Now there was a leaven of improbability in this tale, and it leavened the whole lump. Ganders do not roost; there is not one in a hundred of them that could sit on a fender long enough to say Jack Robinson. So, as the Frau lived a thousand years before the birth of common sense--say about a half century ago--when everything uncommon had a smell of the supernatural, there was nothing for it but to consider her a witch. Had she been very feeble and withered, the people would have burned her, out of hand; but they did not like to proceed to extremes without perfectly legal evidence. They were cautious, for they had made several mistakes recently. They had sentenced two or three females to the stake, and upon being stripped the limbs and bodies of these had not redeemed the hideous promise of their shrivelled faces and hands. Justice was ashamed of having toasted comparatively plump and presumably innocent women; and the punishment of this one was wisely postponed until the proof should be all in.

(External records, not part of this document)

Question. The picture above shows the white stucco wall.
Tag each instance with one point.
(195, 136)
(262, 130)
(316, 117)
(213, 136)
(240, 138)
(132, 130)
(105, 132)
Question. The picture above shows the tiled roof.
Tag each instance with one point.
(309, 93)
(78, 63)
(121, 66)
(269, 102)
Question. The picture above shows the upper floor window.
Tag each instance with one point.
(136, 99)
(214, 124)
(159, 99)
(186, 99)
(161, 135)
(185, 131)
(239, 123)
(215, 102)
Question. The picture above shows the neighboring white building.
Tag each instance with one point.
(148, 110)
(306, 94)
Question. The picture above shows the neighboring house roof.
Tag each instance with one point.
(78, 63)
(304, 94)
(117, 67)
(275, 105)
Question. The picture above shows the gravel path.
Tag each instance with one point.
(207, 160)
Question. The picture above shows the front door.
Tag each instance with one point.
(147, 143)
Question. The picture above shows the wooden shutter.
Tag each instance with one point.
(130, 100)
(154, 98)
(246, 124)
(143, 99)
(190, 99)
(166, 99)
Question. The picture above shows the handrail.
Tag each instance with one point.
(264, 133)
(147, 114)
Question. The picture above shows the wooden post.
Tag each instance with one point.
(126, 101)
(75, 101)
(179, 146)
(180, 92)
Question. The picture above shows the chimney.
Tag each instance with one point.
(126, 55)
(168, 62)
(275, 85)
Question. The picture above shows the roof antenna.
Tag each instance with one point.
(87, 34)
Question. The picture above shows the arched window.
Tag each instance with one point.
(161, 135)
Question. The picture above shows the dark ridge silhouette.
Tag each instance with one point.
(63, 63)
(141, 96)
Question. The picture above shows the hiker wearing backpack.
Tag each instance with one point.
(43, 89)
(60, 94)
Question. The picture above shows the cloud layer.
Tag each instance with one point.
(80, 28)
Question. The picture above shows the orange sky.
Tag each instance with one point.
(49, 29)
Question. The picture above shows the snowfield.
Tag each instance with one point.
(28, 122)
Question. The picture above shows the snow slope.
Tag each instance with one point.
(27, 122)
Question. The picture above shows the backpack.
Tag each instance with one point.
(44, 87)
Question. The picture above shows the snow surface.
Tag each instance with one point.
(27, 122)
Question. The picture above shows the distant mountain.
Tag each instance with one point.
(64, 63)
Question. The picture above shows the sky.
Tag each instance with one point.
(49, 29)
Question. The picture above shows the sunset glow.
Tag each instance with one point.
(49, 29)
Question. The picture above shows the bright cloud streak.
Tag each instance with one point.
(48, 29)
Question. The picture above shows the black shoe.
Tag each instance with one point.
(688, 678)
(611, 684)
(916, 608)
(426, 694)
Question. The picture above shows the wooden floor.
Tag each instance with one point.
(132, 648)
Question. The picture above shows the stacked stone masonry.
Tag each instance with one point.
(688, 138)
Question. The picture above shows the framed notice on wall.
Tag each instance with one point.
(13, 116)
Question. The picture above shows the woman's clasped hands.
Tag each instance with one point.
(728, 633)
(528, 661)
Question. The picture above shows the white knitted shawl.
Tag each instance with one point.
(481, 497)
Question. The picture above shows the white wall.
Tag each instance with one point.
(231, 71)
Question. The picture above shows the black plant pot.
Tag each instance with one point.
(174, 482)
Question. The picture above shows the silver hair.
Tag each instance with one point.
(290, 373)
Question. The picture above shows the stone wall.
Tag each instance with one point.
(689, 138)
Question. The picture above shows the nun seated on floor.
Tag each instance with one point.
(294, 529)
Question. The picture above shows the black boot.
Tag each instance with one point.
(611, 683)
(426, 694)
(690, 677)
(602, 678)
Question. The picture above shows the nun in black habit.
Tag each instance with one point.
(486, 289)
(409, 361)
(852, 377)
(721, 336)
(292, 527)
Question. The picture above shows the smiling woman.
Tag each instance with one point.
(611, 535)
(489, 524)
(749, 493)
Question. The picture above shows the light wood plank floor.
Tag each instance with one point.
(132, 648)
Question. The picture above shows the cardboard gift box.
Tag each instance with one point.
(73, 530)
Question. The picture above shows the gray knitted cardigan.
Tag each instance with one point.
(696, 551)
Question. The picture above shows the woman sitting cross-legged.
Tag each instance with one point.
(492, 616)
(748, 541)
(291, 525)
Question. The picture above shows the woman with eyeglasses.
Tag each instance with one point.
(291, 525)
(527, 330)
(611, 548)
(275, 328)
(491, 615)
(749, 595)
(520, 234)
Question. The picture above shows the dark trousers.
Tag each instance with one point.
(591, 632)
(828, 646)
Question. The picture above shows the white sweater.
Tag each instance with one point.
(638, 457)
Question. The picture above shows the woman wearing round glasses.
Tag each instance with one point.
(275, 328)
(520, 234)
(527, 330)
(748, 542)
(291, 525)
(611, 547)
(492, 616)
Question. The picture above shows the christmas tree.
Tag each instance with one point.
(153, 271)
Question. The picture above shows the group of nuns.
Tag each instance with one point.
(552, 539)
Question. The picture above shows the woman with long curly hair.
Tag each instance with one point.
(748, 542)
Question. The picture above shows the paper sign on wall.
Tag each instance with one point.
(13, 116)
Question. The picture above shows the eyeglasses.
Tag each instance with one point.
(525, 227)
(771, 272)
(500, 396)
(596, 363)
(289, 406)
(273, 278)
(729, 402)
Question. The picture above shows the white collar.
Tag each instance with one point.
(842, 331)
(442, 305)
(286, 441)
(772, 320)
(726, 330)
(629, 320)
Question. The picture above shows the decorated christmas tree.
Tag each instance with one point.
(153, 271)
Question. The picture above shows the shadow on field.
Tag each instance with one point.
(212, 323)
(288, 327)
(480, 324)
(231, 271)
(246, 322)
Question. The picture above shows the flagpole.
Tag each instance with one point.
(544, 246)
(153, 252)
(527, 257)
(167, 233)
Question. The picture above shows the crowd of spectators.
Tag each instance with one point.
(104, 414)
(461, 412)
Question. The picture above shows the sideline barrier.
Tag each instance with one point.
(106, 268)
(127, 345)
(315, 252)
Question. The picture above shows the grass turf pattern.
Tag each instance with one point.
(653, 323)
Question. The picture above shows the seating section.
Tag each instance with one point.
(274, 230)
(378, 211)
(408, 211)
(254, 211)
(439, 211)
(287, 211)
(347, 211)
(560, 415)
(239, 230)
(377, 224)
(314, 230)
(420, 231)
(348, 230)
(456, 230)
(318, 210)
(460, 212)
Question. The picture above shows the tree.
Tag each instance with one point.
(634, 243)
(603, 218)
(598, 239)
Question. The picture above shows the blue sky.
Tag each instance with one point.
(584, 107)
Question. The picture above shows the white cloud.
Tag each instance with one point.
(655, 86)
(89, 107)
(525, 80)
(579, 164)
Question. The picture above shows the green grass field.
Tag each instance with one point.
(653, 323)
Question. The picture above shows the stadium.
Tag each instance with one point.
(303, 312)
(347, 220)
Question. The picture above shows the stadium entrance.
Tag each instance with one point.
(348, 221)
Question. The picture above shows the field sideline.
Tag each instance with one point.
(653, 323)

But in the meantime a graceless youth, named Hans Blisselwartle, made the startling discovery that none of the fowls that pursued the Frau ever came back to boast of it. A brief martial career seemed to have weaned them from the arts of peace and the love of their kindred. Full of unutterable suspicion, Hans one day followed in the rear of an exciting race between the timorous dame and an avenging pullet. They were too rapid for him; but bursting suddenly in at the lady's door some fifteen minutes afterward, he found her in the act of placing the plucked and eviscerated Nemesis upon her cooking range. The Frau betrayed considerable confusion; and although the accusing Blisselwartle could not but recognize in her act a certain poetic justice, he could not conceal from himself that there was something grossly selfish and sordid in it. He thought it was a good deal like bottling an annoying ghost and selling him for clarified moonlight; or like haltering a nightmare and putting her to the cart.
When it transpired that the Frau ate her feathered persecutors, the patience of the villagers refused to honour the new demand upon it: she was at once arrested, and charged with prostituting a noble superstition to a base selfish end. We will pass over the trial; suffice it she was convicted. But even then they had not the heart to burn a middle-aged woman, with full rounded outlines, as a witch, so they broke her upon the wheel as a thief.
[Illustration]
The reckless antipathy of the domestic fowls to this inoffensive lady remains to be explained. Having rejected her theory, I am bound in honour to set up one of my own. Happily an inventory of her effects, now before me, furnishes a tolerably safe basis. Amongst the articles of personal property I note "One long, thin, silken fishing line, and hook." Now if I were a barn-yard fowl--say a goose--and a lady not a friend of mine were to pass me, munching sweetmeats, and were to drop a nice fat worm, passing on apparently unconscious of her loss, I think I should try to get away with that worm. And if after swallowing it I felt drawn towards that lady by a strong personal attachment, I suppose that I should yield if I could not help it. And then if the lady chose to run and I chose to follow, making a good deal of noise, I suppose it would look as if I were engaged in a very reprehensible pursuit, would it not? With the light I have, that is the way in which the case presents itself to my intelligence; though, of course, I may be wrong.